The key is not using n8n as a chain of nodes without judgment. The key is designing the flow as a system: clean inputs, clear states, validations before actions, predictable outputs and human escalation when needed.
What I learned
This project reinforced several ideas about AI automation:
- AI should interpret, not decide everything. Important decisions go through explicit rules: opening hours, capacity, required fields and escalation conditions.
- A booking is transactional. It is not enough to answer well; the system must register, confirm and be able to undo.
- The channel matters. WhatsApp is natural for the customer, but the business needs structured data at the end.
- Good automation knows how to ask for missing data. If something is missing, it asks specifically.
- The human is still part of the system.
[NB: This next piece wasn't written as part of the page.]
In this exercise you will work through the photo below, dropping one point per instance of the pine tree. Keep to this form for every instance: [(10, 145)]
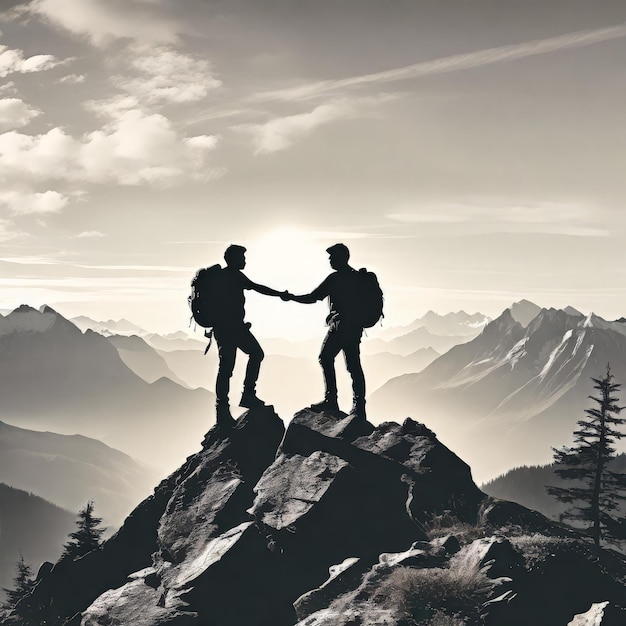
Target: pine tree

Large groups, unusual cases or ambiguous requests should be escalated.
Future improvements
If I evolved it into a more complete product, I would add:
- a visual panel to configure opening hours and capacity without touching the workflow,
- automatic waiting list,
- pre-confirmation a few hours before the booking,
- no-show detection,
- CRM or customer database integration,
- demand analytics by day and slot,
- multilingual support,
- embeddable web version connected to the same calendar.
The base is ready for that because the system separates conversation, rules, calendar, persistence and notifications.
Conclusion
This booking system summarizes quite well how I understand NexaVision AI: it is not about placing a chatbot on top of a business, but about turning real conversations into reliable processes.
For a restaurant, that means fewer manual messages, fewer scheduling errors, clearer confirmations and a better customer experience. For me as a developer, it was a strong exercise in applied architecture: AI where it adds value, rules where precision matters and automation only when the result can be verified.